First Ever Pictures of Aeroplane Collision

Last week, I posted a blog that had some incredible photos of aeroplane wreckage being used as part of a lobby display for “The Grim Game”.

In keeping with the Aeroplane theme, I thought I would post an article and photos from the New York Tribune, July 06, 1919:

THESE pictures are the first ever to be taken of airplanes in actual collision in midair.  The three extraordinary photographs above are part of a motion picture film which was recording the flight from another plane at the time of the accident.  The collision was unpremeditated and miraculously resulted in the injury of but one pilot.

The crash occurred 2,200 feet over Santa Monica, Calif.  The planes were chartered for scenes in “The Grim Game”, being produced by Famous Players-Lasky.  It was planned that a former army pilot, Robert Kennedy, should change planes in midair, dropping from a rope attached to the undercarriage of the upper machine to the top wing of the lower plane.  A third plane was to carry a motion picture camera, from which the scene was to be filmed.

Just as Kennedy prepared to leap, an up-current of air drove the upper wing of the lower plane full into the landing gear of the one above.  The planes locked and spun down nose on, with Kennedy helplessly dangling at the rope’s end.

At 1,200 feet the planes parted and dove earthward at terrific speed.  They finally flattened out and pancaked to the ground, but not without crashing.  Miraculously, no one was seriously injured, not even Kennedy, swinging helplessly on his rope during the fall.  And all the time the cameraman in the third plane kept on grinding.

The photo on the left shows the daredevil Kennedy standing beside one of the wrecked planes.

[New York Tribune, July 06, 1919, Page 6]

For more information and other photos of the plane crash, see American Heritage April 1972: Houdini’s High-flying Hoax by Art Ronnie, page 106 – 109.

Note: The planes used were Curtiss Canucks, Canadian versions of the famed Jenny, the World War I training plane.  They were rented from producer-director Cecil B. De Mille, who owned and operated two of the three airports in Los Angeles at the time.

[American Heritage April 1972: Houdini’s High-flying Hoax by Art Ronnie, page 108]

Lobby Display: The Real Aeroplane used to advertise “The Grim Game”

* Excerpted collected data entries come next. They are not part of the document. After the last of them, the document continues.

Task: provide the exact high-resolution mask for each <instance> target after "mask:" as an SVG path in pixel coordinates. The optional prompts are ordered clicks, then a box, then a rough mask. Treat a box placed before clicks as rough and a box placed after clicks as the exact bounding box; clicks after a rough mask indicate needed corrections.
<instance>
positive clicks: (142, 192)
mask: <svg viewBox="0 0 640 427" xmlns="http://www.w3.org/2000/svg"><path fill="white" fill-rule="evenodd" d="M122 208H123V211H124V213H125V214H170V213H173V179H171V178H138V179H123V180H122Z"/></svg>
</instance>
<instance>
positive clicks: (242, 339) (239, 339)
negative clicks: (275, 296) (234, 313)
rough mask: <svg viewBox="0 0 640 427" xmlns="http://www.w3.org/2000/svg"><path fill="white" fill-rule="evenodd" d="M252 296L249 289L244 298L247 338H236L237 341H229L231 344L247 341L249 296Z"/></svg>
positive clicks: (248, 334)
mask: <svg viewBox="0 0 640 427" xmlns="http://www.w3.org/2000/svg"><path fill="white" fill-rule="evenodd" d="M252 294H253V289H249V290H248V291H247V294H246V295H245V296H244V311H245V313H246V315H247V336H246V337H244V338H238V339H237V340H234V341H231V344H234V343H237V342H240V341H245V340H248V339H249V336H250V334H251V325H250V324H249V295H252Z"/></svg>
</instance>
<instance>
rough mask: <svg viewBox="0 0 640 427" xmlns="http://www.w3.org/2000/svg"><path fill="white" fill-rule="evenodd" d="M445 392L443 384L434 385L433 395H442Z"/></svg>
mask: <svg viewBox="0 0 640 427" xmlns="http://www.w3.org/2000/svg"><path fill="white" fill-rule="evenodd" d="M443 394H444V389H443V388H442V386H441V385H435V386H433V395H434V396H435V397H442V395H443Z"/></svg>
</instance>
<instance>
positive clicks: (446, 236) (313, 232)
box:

When the Princess Theatre of Denver booked “The Grim Game”, T. A. Sullivan, the house’s enterprising manager, looked about for something novel in the way of publicity stunts.

Now the wreck of an aeroplane, a most thrilling and convincing sequence, is one of the film’s notable features, so Mr. Sullivan conceived the idea of getting a real wrecked aeroplane and setting it up in the Princess’ lobby.

He found one, just where we don’t know, and soon had the big machine mounted as you will see by the accompanying illustrations.

There could be no mistaking the fact that the machine had been wrecked.  It looked as if had been through the world war, for it was battered and banged and its paint had long since disappeared.  The crowds which began to collect the moment the machine was exhibited convinced Mr. Sullivan that he had picked a winner, but he did not stop with just showing the frame of the plane.  The big powerful gas motor was carted to the theatre and placed on exhibition also.

The Princess had a crowd of men and women about its lobby every hour of the “The Grim Game’s” showing.